Hec, TCM is showing Aventurera 5/19 at 11:15 p.m. Unfortunately, TCM's site won't let me link the search results.
Some of that Bow stuff=lies, right?
She didn't really do a football team, did she?
(My God, the stuff I know...daytime cable used to be my drug, man.)
She didn't really do a football team, did she?
I think that one's been debunked. Though the CW is that gossip about her love/sex life was a big factor in destroying her career.
That sucks.
I'd make it worse. "I don't even *like* football, you guys...now if it was a poetry slam or something..." would quickly become Actress Confesses Poetic Gangbang.
While I don't approve of the cheating on/dumping of spouses that I see in Hollywood, I think it's pretty silly to trash a single actress' career for promiscuity. A big factor of how someone becomes a celebrity is how many people would like to sleep with them—we can hardly blame them for taking us up on the opportunity.
I saw the movie
Crash
last night. It was great. It was what Magnolia wanted to be. Lots of really, really awesome character stuff, and very satisfying interweaving of plot points. It also has an extraordinarily pretty cast, with Sandra Bullock, Brendan Fraser, Ryan Phillippe, Don Cheadle, Jennifer Esposito, Thandie Newton, Matt Dillon, Terrence Howard, Larenz Tate, and the surprisingly decent Ludacris. I liked it a lot. There was a certain theme that I got a little bit tired of after a bit, but the entire movie was just extremely well done. There were some really intense moments that were just knocked out of the ball park.

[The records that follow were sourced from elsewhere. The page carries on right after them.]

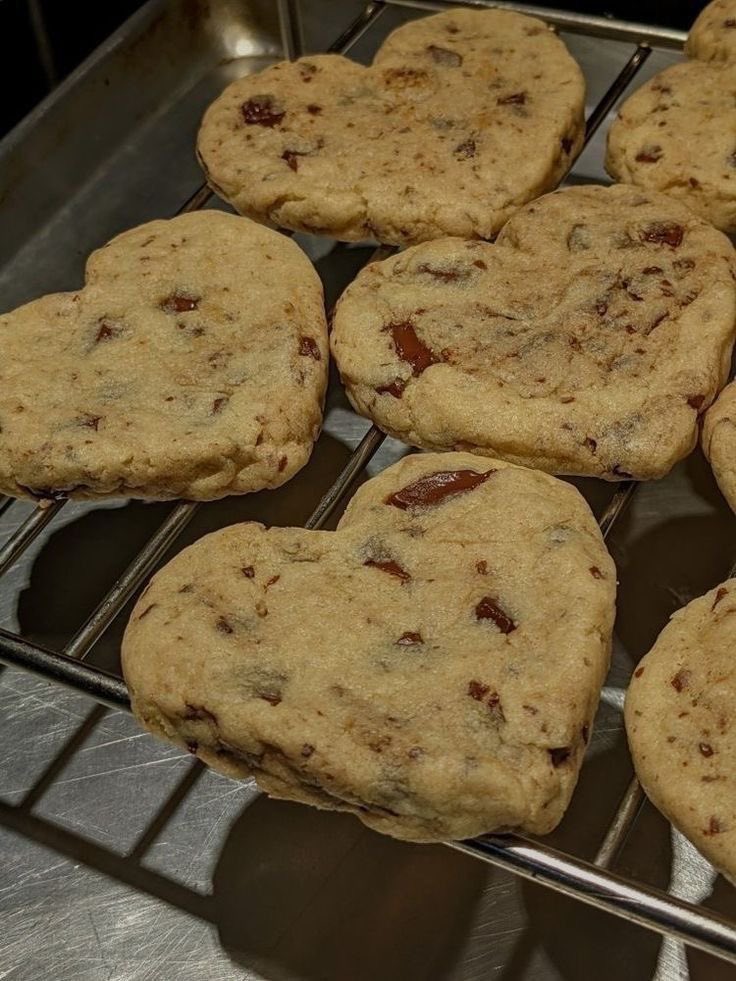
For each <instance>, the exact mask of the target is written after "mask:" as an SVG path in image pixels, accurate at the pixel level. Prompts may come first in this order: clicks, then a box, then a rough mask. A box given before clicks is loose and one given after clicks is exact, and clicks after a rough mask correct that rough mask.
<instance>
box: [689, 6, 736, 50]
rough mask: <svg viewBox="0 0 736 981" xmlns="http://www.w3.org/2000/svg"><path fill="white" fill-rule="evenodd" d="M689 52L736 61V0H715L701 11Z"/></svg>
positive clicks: (694, 26)
mask: <svg viewBox="0 0 736 981" xmlns="http://www.w3.org/2000/svg"><path fill="white" fill-rule="evenodd" d="M685 53H686V54H687V55H688V56H689V57H690V58H698V59H700V60H701V61H736V0H714V3H709V4H708V6H707V7H705V9H704V10H703V11H701V13H700V15H699V17H698V19H697V20H696V21H695V23H694V24H693V26H692V28H691V30H690V34H689V35H688V39H687V44H686V45H685Z"/></svg>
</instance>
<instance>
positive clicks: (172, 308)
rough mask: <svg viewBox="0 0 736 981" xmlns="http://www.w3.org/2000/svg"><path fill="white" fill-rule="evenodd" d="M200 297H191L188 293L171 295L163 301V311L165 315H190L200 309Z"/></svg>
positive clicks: (166, 297)
mask: <svg viewBox="0 0 736 981" xmlns="http://www.w3.org/2000/svg"><path fill="white" fill-rule="evenodd" d="M201 299H202V298H201V297H200V296H190V295H189V294H187V293H179V292H178V291H177V292H175V293H171V294H170V295H169V296H167V297H166V298H165V299H163V300H162V301H161V309H162V310H163V311H164V312H165V313H188V312H189V311H191V310H196V309H197V308H198V307H199V301H200V300H201Z"/></svg>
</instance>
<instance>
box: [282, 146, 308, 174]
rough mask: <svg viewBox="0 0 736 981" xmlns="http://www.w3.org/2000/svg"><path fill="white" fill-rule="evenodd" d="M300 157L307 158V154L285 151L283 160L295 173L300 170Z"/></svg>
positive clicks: (295, 150) (289, 167)
mask: <svg viewBox="0 0 736 981" xmlns="http://www.w3.org/2000/svg"><path fill="white" fill-rule="evenodd" d="M299 157H306V153H300V152H299V151H298V150H284V152H283V153H282V154H281V159H282V160H285V161H286V163H287V165H288V166H289V168H290V169H291V170H293V171H294V172H295V173H296V171H297V170H299Z"/></svg>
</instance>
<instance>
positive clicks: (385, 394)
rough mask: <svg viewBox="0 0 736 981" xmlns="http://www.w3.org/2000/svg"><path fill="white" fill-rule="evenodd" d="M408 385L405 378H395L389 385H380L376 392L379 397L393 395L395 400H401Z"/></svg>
mask: <svg viewBox="0 0 736 981" xmlns="http://www.w3.org/2000/svg"><path fill="white" fill-rule="evenodd" d="M406 385H407V383H406V382H405V381H404V379H403V378H395V379H394V380H393V381H392V382H389V384H388V385H379V386H378V388H377V389H376V392H377V393H378V394H379V395H393V397H394V398H395V399H400V398H401V396H402V395H403V394H404V389H405V388H406Z"/></svg>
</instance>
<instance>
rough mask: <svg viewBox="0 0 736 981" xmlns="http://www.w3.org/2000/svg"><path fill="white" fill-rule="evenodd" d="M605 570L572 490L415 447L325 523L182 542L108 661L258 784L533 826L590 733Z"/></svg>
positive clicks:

I recommend it. It comes out May 6th.
A big factor of how someone becomes a celebrity is how many people would like to sleep with them—we can hardly blame them for taking us up on the opportunity.
If DB ever wants to become a bigger celebrity than he is now, Matt and I are willing to help in that regard.
While I don't approve of the cheating on/dumping of spouses that I see in Hollywood, I think it's pretty silly to trash a single actress' career for promiscuity.
We are talking about the 1920s and 1930s here. Not the world's most sex-positive culture; the Hay Code had just been put into place, there were morals clauses in contracts, and the official expectation was that everybody was straight and you slept only with people you were married to.